Convivencia forzada:

Capítulo 2:
Del miedo no se huye.
Incluso las flores tiemblan cuando el invierno acecha.
Earthrealm — Fangjiang.
(Autoconclusivo)


La casa, alguna vez su refugio, se había transformado en una jaula. Su hogar, donde las risas de los niños solían llenar las mañanas, donde el aroma a tinta y a hierbas se mezclaba con la voz cálida de sus enseñanzas, ahora era un espacio silenciado por la presencia del depredador.

Syzoth no permitía que los niños regresaran. **“No quiero ver mocosos en esta casa”,** había gruñido el primer día. Y así, los pequeños que tanto amaba Mei fueron desterrados de su rutina sin aviso ni explicación. Todo lo que antes le daba sentido a sus días había desaparecido.

La extrañeza se volvió dolor. El dolor, desesperación.

Y esa mañana, por primera vez, Syzoth no estaba en el mismo rincón acechando. El silencio era diferente. No pesado, sino vacío. No se oía su respiración, ni el roce sutil de sus garras contra la madera.

¿Se había ido?

Mei contuvo el aliento. No había forma de saberlo, pero el impulso fue más fuerte que el miedo.

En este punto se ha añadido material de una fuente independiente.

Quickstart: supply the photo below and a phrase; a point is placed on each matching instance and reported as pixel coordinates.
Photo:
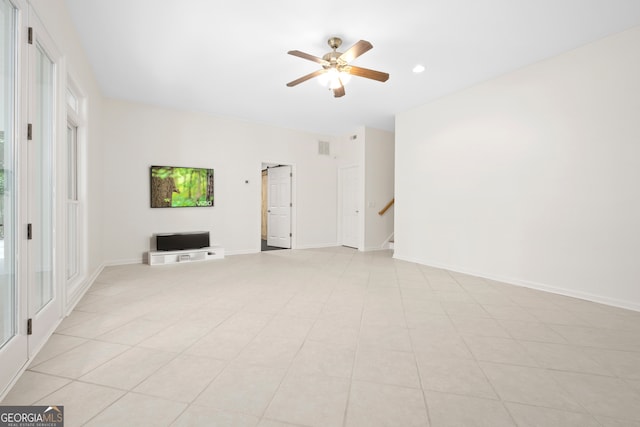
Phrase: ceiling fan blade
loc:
(356, 50)
(307, 77)
(369, 74)
(308, 56)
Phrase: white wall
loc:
(140, 136)
(379, 186)
(533, 177)
(54, 16)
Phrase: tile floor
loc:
(333, 337)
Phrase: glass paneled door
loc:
(13, 345)
(29, 298)
(43, 299)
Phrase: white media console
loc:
(185, 255)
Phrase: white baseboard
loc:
(73, 301)
(601, 299)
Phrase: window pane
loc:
(8, 302)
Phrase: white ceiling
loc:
(230, 57)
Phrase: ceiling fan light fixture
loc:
(333, 78)
(336, 69)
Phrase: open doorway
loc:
(276, 207)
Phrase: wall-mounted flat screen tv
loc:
(178, 187)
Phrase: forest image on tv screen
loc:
(174, 187)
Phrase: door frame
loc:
(360, 197)
(294, 201)
(46, 320)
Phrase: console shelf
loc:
(187, 255)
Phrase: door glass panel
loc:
(72, 201)
(8, 301)
(42, 212)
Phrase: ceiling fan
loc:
(336, 68)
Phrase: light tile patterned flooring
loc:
(333, 337)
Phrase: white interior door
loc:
(13, 340)
(279, 206)
(44, 296)
(350, 221)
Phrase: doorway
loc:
(349, 207)
(276, 207)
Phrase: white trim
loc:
(614, 302)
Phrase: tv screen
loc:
(177, 187)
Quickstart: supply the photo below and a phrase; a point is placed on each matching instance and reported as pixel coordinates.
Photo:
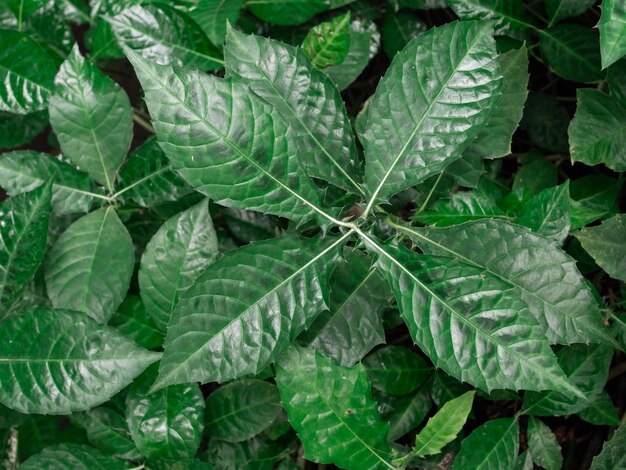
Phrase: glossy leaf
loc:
(303, 96)
(225, 326)
(167, 423)
(606, 244)
(444, 426)
(23, 232)
(57, 362)
(493, 446)
(331, 409)
(177, 254)
(242, 409)
(455, 63)
(96, 243)
(92, 118)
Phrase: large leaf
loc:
(25, 170)
(332, 411)
(89, 267)
(23, 232)
(612, 28)
(471, 325)
(432, 102)
(444, 426)
(182, 248)
(242, 409)
(598, 131)
(541, 274)
(247, 308)
(163, 34)
(492, 446)
(57, 362)
(305, 97)
(92, 118)
(167, 423)
(26, 72)
(239, 152)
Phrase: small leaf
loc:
(543, 446)
(181, 249)
(71, 364)
(331, 409)
(493, 445)
(444, 426)
(242, 409)
(23, 232)
(89, 267)
(92, 118)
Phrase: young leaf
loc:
(332, 411)
(598, 131)
(161, 33)
(89, 267)
(25, 88)
(443, 428)
(606, 243)
(71, 363)
(247, 308)
(542, 275)
(448, 74)
(494, 445)
(612, 28)
(242, 409)
(167, 423)
(182, 248)
(23, 232)
(92, 118)
(241, 152)
(303, 96)
(543, 446)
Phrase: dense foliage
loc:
(273, 234)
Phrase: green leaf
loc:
(396, 370)
(242, 409)
(133, 321)
(89, 267)
(606, 243)
(572, 52)
(71, 363)
(587, 368)
(287, 12)
(182, 248)
(226, 326)
(598, 131)
(220, 158)
(548, 213)
(305, 97)
(444, 426)
(26, 87)
(92, 118)
(613, 453)
(352, 325)
(148, 179)
(24, 170)
(168, 36)
(76, 457)
(548, 281)
(612, 26)
(543, 446)
(494, 445)
(453, 63)
(331, 409)
(167, 423)
(23, 232)
(107, 430)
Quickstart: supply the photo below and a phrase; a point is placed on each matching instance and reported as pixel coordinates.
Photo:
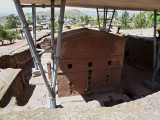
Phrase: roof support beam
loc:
(41, 6)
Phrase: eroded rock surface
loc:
(147, 108)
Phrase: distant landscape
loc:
(70, 13)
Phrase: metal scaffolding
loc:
(54, 59)
(156, 57)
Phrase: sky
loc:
(7, 7)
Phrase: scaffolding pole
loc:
(52, 49)
(32, 47)
(155, 40)
(104, 20)
(57, 55)
(111, 21)
(156, 60)
(34, 30)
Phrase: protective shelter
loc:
(144, 5)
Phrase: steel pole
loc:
(31, 45)
(154, 41)
(34, 30)
(111, 21)
(52, 47)
(104, 20)
(57, 55)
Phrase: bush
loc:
(12, 35)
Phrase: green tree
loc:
(140, 20)
(97, 23)
(92, 22)
(37, 17)
(125, 19)
(12, 21)
(56, 25)
(29, 22)
(86, 19)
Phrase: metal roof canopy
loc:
(144, 5)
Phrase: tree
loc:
(97, 22)
(86, 19)
(29, 22)
(56, 25)
(125, 19)
(37, 17)
(12, 21)
(140, 20)
(92, 22)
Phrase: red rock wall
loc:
(103, 50)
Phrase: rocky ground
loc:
(142, 109)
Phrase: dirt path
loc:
(19, 44)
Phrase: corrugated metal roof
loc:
(144, 5)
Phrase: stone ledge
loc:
(147, 108)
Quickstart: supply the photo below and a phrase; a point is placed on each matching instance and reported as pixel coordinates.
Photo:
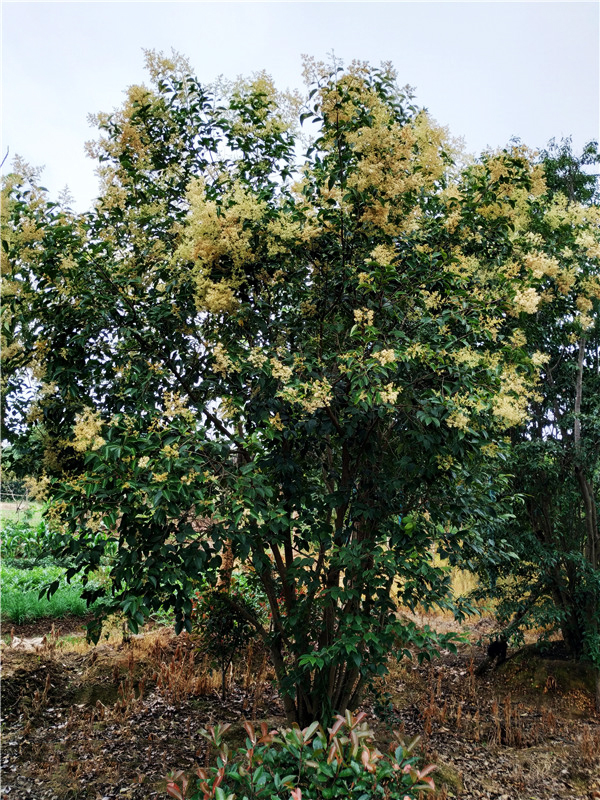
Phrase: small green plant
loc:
(222, 626)
(23, 590)
(307, 764)
(23, 540)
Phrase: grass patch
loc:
(20, 594)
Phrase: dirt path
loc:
(111, 721)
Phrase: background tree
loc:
(306, 357)
(556, 454)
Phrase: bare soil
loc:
(111, 721)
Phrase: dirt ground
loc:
(111, 721)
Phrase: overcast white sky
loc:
(488, 70)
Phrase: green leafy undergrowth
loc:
(307, 764)
(21, 589)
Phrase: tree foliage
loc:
(556, 454)
(312, 357)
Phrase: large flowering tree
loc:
(556, 452)
(312, 359)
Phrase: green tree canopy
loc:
(310, 355)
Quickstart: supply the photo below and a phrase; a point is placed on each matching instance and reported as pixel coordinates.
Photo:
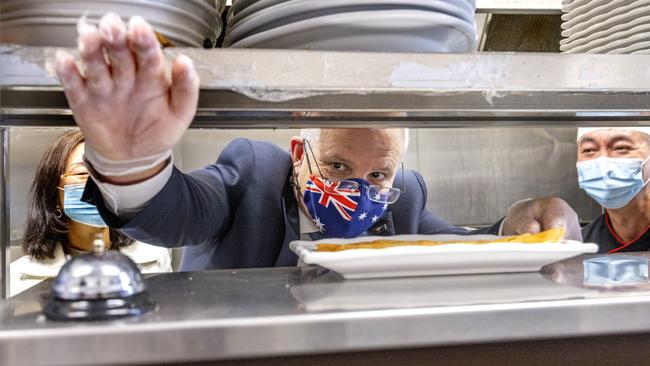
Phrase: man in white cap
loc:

Se cubrió con una capa sencilla, ajustó el velo que ocultaba parte de su rostro y salió, pisando apenas, como si el suelo pudiera traicionarla.

El aire frío le acarició el rostro. El camino hasta el sendero del pueblo no era largo, solo un trecho más allá del jardín. Allí, tal vez, podría pedir ayuda… o simplemente ver a los niños. Tal vez distraerse. Tal vez respirar.

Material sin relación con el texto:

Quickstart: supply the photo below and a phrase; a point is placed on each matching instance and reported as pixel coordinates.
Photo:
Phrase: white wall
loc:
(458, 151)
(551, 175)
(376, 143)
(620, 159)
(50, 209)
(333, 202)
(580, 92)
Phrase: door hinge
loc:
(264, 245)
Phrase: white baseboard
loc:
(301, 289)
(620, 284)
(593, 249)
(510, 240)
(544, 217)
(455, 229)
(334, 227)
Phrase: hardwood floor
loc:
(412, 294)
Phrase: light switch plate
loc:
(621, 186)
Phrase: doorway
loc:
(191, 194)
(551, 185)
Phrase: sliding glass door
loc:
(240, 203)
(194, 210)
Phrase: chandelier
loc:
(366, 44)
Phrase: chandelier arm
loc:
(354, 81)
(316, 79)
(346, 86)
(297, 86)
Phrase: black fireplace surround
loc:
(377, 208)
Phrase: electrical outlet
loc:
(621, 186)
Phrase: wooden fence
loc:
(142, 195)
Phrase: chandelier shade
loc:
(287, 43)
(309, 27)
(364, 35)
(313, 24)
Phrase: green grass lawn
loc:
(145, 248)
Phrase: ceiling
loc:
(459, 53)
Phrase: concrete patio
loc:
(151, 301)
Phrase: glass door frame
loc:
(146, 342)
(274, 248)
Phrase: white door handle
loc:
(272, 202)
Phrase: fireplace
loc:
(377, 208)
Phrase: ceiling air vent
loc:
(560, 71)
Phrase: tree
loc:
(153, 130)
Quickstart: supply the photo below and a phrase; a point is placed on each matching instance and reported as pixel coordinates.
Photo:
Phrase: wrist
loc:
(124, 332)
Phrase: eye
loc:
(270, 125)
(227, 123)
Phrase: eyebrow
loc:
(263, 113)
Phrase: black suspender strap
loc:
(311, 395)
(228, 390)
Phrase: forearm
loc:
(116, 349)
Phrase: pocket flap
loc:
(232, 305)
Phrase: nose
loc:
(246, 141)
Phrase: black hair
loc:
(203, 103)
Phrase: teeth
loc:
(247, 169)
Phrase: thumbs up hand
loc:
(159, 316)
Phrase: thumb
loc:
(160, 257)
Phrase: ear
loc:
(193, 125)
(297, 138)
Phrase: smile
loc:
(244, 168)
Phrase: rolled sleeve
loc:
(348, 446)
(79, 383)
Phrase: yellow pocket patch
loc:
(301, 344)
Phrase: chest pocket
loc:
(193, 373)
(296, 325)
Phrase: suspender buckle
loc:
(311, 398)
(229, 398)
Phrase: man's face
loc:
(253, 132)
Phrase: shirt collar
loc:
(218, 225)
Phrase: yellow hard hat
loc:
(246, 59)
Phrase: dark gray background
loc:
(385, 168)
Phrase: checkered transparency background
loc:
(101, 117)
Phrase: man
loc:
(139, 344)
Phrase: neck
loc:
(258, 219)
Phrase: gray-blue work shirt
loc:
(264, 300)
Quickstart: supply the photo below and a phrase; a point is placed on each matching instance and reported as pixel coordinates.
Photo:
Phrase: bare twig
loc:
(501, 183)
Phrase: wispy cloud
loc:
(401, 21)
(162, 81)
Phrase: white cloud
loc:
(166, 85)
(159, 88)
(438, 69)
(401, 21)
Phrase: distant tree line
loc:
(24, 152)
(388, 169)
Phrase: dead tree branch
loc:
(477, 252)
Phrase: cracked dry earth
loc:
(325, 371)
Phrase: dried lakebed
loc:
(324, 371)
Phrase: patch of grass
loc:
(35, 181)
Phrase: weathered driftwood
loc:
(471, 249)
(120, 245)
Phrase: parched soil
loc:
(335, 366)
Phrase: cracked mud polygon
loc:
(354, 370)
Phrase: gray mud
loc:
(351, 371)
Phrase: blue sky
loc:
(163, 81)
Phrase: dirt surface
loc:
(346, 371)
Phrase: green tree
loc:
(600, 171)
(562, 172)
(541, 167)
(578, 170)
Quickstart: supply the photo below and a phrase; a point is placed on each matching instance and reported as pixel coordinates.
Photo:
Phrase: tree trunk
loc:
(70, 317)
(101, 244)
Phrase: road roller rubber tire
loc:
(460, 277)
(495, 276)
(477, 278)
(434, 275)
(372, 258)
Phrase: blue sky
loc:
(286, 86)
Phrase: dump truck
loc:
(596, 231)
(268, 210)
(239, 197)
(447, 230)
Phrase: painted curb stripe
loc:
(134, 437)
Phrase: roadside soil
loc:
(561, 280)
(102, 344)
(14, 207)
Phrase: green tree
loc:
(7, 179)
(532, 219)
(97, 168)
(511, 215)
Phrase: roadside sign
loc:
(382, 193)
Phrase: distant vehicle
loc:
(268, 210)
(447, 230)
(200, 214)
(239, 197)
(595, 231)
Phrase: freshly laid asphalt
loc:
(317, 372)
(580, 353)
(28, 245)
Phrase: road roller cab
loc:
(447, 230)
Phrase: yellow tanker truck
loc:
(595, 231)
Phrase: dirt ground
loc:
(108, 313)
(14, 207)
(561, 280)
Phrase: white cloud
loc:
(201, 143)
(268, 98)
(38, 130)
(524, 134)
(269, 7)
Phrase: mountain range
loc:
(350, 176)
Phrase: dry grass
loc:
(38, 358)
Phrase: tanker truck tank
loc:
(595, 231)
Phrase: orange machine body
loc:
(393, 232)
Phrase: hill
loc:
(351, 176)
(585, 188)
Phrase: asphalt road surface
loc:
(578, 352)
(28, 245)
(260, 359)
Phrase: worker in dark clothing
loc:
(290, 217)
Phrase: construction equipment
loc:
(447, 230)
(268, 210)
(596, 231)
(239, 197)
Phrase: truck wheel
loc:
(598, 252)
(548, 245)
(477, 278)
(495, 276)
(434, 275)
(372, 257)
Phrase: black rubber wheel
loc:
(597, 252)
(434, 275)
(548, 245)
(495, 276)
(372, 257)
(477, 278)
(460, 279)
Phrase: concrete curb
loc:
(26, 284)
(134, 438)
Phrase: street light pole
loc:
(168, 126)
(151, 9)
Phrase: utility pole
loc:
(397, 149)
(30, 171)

Pero su inquilino no dormía. No descansaba.
Y cazadores como él no necesitan ver para saber.

No había avanzado más que unos pasos cuando un susurro reptante cortó el viento. Un zumbido. Un desplazamiento en la maleza. Y luego, en un parpadeo, fue atrapada.

Una mano férrea como piedra la sujetó del brazo y, con un tirón violento, la hizo girar de golpe.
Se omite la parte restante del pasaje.